I grew up on comics. When I was a kid, when I was sick, my parents would bring me Tales From the Crypt. That probably explains a lot about my twisted imagination. Then when I was a teenager, I was obsessed with Vertigo, Marvel, DC, superhero stuff. Then in college I got into more indie and underground comics. But then my career led me to a lot of nonfiction work, as well as being professional dominatrix and erotic filmmaker. And then in my 30s there’s been a lot of focus on nonfiction media-making, I do a podcast called Why Are People Into That? that’s all about queer and kinky sexuality. Comics and genre fiction was the one last thing that I was just a fan of, [jokingly] something that brought me pleasure that I had not professionalized.
And then a queer editor who had listened to my podcast for years asked me if I would be interested in writing comics. And I was like, that’s so interesting, because nothing about my work would reveal how much I love comics, but he just had that intuition. And he was totally right. I got this crash course in how to write fiction, how to write comics, how to navigate the comics business and medium.
All the artists that I’ve worked with have taught me so much about sequential art and visual storytelling. All the editors and designers I’ve worked with have taught me so much. I know all of these political themes have a lot of vitality and emotion and meaning to them, and I know how to write dialogue from doing radio, but then I need to also make sure that windows get smashed and people get mutilated and people have to die, there’s got to be stakes. There needs to be punching and exploding.
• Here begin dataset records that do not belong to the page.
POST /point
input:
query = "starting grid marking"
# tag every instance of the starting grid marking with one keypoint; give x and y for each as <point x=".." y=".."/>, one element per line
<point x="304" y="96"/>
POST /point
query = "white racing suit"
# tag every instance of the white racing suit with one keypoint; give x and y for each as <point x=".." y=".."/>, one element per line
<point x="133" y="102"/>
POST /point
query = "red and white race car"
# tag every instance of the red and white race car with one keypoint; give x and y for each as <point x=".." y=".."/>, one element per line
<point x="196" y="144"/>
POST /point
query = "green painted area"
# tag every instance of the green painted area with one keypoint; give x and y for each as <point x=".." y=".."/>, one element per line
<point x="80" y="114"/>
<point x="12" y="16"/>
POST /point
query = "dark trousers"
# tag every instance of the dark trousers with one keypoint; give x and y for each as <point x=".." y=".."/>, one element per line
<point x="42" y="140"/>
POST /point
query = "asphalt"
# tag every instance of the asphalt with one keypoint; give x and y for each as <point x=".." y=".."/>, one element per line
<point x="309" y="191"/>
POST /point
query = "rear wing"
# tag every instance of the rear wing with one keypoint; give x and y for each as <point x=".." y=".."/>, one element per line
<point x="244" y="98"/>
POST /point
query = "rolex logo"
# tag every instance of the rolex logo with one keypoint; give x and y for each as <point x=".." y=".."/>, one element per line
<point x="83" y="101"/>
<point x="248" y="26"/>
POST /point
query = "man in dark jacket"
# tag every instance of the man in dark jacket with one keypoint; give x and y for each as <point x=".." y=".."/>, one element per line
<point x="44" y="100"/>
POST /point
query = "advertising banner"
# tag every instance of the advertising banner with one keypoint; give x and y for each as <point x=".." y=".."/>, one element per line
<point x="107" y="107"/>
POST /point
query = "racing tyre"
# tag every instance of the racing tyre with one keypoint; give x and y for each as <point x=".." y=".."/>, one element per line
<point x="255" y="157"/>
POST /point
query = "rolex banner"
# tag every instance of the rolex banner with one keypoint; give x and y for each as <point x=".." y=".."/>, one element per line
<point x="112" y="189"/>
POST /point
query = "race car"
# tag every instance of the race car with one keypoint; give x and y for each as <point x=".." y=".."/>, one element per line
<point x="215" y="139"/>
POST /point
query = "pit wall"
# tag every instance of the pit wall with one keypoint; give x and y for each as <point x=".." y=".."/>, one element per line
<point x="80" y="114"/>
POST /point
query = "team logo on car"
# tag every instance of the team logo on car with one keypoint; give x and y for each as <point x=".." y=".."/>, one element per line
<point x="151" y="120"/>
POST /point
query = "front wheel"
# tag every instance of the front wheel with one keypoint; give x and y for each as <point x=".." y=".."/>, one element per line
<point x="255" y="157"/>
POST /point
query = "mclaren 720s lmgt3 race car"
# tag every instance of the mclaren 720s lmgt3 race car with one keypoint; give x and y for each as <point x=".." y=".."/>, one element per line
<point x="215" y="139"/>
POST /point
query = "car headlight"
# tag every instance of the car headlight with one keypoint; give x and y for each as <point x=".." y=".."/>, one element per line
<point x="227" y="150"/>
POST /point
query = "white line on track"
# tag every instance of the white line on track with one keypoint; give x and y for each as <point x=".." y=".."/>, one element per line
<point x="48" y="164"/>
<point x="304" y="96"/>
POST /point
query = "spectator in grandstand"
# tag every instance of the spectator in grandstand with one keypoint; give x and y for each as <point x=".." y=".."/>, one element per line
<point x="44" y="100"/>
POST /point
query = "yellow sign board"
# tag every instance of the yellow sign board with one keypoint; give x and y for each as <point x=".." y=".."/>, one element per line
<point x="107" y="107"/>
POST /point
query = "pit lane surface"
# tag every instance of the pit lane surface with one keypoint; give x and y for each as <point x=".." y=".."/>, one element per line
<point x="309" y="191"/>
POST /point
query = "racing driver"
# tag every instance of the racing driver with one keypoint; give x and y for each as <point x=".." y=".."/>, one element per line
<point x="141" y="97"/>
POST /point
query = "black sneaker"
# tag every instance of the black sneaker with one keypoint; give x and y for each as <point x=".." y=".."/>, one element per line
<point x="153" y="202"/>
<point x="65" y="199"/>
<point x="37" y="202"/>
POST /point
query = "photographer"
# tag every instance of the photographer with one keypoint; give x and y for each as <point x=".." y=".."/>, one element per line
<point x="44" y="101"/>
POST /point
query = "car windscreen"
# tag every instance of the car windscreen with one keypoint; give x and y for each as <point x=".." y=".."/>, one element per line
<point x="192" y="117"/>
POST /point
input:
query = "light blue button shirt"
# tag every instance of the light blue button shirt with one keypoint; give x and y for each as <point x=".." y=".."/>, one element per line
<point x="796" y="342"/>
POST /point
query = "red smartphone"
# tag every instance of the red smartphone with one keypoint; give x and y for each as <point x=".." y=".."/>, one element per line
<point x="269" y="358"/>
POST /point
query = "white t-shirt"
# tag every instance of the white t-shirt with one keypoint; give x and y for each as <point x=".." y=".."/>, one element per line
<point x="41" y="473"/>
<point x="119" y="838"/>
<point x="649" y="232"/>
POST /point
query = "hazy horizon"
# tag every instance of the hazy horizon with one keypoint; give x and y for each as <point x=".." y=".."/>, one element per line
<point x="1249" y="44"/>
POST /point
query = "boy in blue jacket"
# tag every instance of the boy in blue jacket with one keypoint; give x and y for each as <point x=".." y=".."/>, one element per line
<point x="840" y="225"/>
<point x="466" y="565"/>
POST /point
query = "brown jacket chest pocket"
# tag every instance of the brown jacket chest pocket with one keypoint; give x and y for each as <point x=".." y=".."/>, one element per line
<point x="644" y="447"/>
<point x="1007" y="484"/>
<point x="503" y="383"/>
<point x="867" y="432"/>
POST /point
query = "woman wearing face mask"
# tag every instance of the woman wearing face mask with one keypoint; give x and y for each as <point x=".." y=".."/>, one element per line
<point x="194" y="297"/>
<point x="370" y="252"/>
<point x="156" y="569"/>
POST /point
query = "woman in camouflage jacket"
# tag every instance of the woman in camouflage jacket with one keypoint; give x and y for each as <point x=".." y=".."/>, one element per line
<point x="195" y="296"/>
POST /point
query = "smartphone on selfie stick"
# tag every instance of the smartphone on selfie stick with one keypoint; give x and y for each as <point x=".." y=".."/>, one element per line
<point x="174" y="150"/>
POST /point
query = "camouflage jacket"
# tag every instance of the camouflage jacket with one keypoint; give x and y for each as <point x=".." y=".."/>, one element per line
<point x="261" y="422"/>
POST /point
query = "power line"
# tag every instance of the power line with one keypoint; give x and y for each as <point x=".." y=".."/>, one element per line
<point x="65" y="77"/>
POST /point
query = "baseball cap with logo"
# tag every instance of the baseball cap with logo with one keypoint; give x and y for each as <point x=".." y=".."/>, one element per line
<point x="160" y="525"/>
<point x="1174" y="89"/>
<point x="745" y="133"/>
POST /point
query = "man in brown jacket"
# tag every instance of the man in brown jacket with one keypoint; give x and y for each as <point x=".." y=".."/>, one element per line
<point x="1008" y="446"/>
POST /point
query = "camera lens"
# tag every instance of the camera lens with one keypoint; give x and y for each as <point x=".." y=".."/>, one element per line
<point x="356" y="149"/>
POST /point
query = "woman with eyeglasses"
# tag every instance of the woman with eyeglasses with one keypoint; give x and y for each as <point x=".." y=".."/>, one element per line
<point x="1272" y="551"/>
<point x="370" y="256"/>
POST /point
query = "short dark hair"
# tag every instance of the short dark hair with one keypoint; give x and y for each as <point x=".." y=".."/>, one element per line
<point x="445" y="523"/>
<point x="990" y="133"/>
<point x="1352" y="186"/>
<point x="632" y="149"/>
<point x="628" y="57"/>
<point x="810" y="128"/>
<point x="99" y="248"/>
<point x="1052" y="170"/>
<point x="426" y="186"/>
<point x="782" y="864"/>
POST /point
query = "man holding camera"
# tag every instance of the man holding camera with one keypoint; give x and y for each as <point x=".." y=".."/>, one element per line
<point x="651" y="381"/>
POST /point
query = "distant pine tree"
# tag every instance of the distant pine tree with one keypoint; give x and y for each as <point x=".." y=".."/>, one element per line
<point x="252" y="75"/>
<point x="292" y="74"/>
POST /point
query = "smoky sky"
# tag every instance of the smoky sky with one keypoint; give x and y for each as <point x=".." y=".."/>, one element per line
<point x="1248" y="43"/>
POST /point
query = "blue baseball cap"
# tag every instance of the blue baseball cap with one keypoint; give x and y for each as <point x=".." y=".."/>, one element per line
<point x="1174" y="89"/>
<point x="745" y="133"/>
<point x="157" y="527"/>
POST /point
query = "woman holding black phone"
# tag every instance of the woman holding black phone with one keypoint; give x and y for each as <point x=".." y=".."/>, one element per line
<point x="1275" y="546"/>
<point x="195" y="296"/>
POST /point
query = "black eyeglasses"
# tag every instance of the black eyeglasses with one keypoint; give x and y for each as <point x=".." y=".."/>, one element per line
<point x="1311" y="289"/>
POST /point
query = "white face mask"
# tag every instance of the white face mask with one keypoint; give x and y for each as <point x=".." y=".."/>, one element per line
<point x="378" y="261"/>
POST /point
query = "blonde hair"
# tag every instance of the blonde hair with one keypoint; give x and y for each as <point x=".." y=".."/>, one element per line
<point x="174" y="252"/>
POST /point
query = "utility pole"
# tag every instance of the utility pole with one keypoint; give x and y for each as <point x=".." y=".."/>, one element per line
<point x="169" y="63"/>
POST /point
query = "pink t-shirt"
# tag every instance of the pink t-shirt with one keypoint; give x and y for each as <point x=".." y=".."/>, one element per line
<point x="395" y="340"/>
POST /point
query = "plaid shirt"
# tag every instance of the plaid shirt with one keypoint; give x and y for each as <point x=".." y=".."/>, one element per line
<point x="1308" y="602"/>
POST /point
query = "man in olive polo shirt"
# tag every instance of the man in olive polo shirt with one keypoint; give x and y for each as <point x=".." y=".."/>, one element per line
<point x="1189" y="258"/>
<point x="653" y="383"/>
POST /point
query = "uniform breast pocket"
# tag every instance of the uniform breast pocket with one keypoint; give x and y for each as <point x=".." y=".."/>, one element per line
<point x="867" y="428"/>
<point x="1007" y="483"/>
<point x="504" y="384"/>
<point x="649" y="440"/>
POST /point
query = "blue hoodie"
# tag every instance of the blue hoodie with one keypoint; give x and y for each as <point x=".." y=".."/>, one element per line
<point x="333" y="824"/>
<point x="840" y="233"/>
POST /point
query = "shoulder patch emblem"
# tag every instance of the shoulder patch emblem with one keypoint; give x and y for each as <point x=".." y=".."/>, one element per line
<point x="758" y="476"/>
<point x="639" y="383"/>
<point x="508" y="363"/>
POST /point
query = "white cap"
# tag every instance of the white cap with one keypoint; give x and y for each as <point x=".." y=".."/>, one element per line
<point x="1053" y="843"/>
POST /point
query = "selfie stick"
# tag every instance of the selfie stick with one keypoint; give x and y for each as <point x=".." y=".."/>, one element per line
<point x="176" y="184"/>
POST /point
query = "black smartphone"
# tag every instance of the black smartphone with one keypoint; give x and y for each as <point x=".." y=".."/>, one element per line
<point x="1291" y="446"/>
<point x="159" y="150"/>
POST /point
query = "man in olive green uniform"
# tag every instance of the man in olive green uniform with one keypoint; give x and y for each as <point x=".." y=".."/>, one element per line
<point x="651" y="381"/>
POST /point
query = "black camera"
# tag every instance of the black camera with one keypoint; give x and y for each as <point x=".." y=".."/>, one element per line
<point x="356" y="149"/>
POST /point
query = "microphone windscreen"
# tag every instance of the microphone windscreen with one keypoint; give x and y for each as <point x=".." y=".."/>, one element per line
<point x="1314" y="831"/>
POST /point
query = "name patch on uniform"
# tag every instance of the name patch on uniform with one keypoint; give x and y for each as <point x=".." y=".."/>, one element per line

And that made me realize, “Oh yeah, when I think about the comics that I love, that’s not the first thing that I remember. Oh, I loved that one fight scene.” But I actually do really love those, so I had to be very meticulous about learning how to pace an action sequence and build suspense and all that stuff. I have had so much amazing support.
I love that comics is such a collaborative medium because a lot of the work that I’ve done has been very isolated and it feels really good to work with people and to continue to learn. And to have people check you on your biases, or to stay in your lane, or things you might not know how to do as well as they. And also to know when to be like, “No, no, this is how this is going to be, I’m going to die on this hill.”
It’s been really great and I have to say being at New York Comic Con, going to Flame Con, which is an awesome queer comic con here in New York ... I just love being around comics people, both fans and creators — and business people, now that I know what it’s like to be on both sides of the booth. And even the fact that here at the con there’s also stuff about the kinds of movies and TV and literature that I love. I’m just so happy to be working in this world.
Safe Sex was initially going to run under DC Comics’ recently shuttered Vertigo line, and has since found a home at Image. Is there anything you’d like to share about that transition?
The people that I worked with when this book was in development at DC gave me so much support. I am so grateful to them, and there were also a lot of people just in the comics business in general, all over the place, who were really supportive of me; giving me so much advice about where to take it when DC decided not to publish it. Image completely welcomed me with open arms, and like I said, I love Vertigo books, I grew up on them. And in reality, the books that have that are the most exciting to me right now — Bitch Planet, The Wicked + The Divine, Saga, Paper Girls — not to just list Brian K. Vaughan books, but — those books that are fucking weird and gory and sexually explicit and just, like, adult, and not to mention queer, and not to mention really interesting art really interesting world building. They’re all Image books. So I really think that I’m in the right place.
Safe Sex #1 came out on Sept. 25, 2019, and #2 hits shelves this week.